Last week, his decentralized finance play, WonderFi, bought a regulated Canadian exchange in a cash and stock deal.

“In my world, I can go all the way to 20% in crypto, and within that subset no position will be larger than 5%,” he said. “That is a very sound mandate of diversification. You will get the rise of crypto. Not all will be equal. … I’m not going to get wrecked if one 5% position goes to zero.”

Although spread wide, O’Leary says these investments are not random. Drawing a comparison to Microsoft and Google, he views cryptocurrencies as “​​productivity software.” Bitcoin is not a coin, there’s no physical counterpart, it’s code, he said. Likewise for tools like Polygon, which is trying to bolster Ethereum’s lackluster throughput. He doesn’t “play” with meme coins, favoring “real productivity.”

“I don’t know which of these platforms is going to win. That’s why I own them all,” he said. “I’m investing in the long-term future of a global enterprise.”

That’s a fine statement for a millionaire to make, but probably unrealistic for the many everyday people looking to bet on crypto. But it’s consistent with Mr. Wonderful’s view of the industry. Among crypto fanatics there’s a large emphasis on bitcoin being a tool of personal responsibility. Bitcoiners advocate self-reliance, self-custody and the self-management of time horizons.

But for O’Leary, crypto is better seen as a sub-sector of the largest economy. He proffered a phrase, “the 12th sector of the S&P,” referring to the Standard & Poor’s 500 stock index, for his vision of mass adoption. “The real potential of crypto is not just an individual’s, it’s institutional capital,” he said. “You need to attract it.”

Indeed, as O’Leary notes, “the smartest hands over the keyboard now are in crypto.” Venture and regular old capitalists have plowed “billions of dollars” into crypto the past two years.

Recently, there has been something of a populist revolt against this trend. Block CEO Jack Dorsey, Signal founder Moxie Marlinspike and countless others have spoken out against the presence of large crypto bagholders in the market who tilt the scale and potentially reintroduce centralization into supposedly decentralized tech. Although rich themselves, they represent a real view.

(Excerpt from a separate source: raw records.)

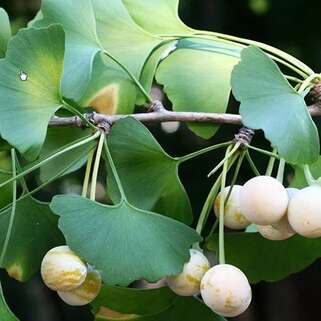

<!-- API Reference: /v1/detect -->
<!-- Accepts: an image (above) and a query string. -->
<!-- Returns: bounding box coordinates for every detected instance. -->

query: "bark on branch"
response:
[49,104,321,128]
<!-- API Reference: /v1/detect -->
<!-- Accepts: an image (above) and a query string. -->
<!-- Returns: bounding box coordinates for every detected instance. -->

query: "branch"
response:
[49,104,321,128]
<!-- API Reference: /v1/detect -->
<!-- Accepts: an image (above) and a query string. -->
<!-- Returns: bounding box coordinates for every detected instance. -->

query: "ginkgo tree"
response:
[0,0,321,321]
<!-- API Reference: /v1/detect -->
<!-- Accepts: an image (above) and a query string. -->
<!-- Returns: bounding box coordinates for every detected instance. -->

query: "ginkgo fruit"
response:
[288,185,321,238]
[57,270,101,306]
[214,185,250,230]
[41,246,87,291]
[201,264,252,317]
[166,250,210,296]
[240,176,289,225]
[257,188,299,241]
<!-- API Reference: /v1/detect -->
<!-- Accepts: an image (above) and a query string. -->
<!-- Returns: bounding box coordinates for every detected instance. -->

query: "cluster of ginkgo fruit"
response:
[41,246,102,306]
[41,176,321,317]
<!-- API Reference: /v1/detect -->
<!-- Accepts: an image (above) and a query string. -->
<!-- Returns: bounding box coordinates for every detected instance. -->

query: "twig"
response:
[49,104,321,128]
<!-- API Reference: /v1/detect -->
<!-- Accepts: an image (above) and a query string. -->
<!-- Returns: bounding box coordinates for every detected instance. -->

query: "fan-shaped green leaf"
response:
[35,0,161,101]
[0,197,64,281]
[107,118,193,224]
[123,0,194,35]
[51,196,199,285]
[91,285,176,315]
[232,46,320,164]
[0,25,64,160]
[0,8,11,58]
[156,49,238,139]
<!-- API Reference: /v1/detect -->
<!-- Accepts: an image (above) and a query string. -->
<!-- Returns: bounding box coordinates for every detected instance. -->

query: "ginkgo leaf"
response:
[39,128,96,182]
[91,285,176,315]
[0,197,64,281]
[107,118,193,224]
[50,196,199,285]
[123,0,194,35]
[0,25,64,160]
[232,46,320,164]
[79,55,137,115]
[0,8,11,58]
[34,0,161,101]
[207,233,321,283]
[156,48,238,139]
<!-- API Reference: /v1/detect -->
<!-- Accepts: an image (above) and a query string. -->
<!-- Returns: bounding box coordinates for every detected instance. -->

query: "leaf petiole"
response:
[104,138,128,203]
[175,141,232,164]
[0,148,17,267]
[90,133,105,201]
[0,132,100,188]
[207,143,241,177]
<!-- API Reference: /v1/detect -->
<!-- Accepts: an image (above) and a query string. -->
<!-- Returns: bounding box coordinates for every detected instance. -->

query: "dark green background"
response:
[0,0,321,321]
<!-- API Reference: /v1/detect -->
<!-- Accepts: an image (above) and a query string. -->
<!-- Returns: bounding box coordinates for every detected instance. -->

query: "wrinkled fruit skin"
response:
[41,246,87,291]
[288,185,321,238]
[214,185,250,230]
[166,250,210,296]
[240,176,289,225]
[57,270,101,306]
[201,264,252,317]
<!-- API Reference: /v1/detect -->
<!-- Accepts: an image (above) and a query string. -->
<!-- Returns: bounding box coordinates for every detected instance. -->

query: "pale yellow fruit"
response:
[41,246,87,291]
[57,270,101,306]
[257,188,299,241]
[201,264,252,317]
[288,185,321,238]
[214,185,250,230]
[166,250,210,296]
[256,225,295,241]
[240,176,289,225]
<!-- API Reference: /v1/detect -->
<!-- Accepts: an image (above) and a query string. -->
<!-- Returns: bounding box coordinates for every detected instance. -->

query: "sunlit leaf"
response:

Read more: What Jack Dorsey’s Beef With ‘Web 3′ Is Really About | Opinion

Millennial market commentator Kyla Scanlon wrote just yesterday about this “narrative” war. Web 3 is also likely to be interpreted as “a promenade of wealth” as “an equitable, cooperative, and accessible” version of the web that the tech presents.

O’Leary, again, straddles the binary. Decentralized finance can make markets more transparent, resilient and less expensive, he said, but the benefits will probably accrue to the top. “You’re going to see massive amounts of institutional capital come into this because of the economic value,” he said.

That is, if we can just get a little regulatory clarity, O’Leary said. He shared the story of what happened to his capital gains from investing in real estate after he exited the market. Instead of parking his cash at a bank where he’d lose buying power due to inflation, he wanted a stake in the dollar-pegged stablecoin USDC on FTX (a crypto exchange he’s invested in and is a paid spokesperson for).

It took six months to set the arrangement up, and it’s still less than ideal. “Within my own compliance department, they do not consider stablecoins cash, they consider it equity” so he can’t hold more than 5% due to compliance concerns.

“Right now I need, I really need, the regulator to make policy on stablecoin,” he said, referring to the asset class in the singular.

This isn’t the first time O’Leary has called for regulations. Last year, he played a major role in drumming up environmental concerns against bitcoin, saying that for institutions to get involved they need an ESG-friendly option. Regulation is needed, as are eco-friendly miners to create distinct versions of clean and dirty bitcoin.

O’Leary is a skilled investor and spokesperson. But does the industry need more investors like Mr. Wonderful?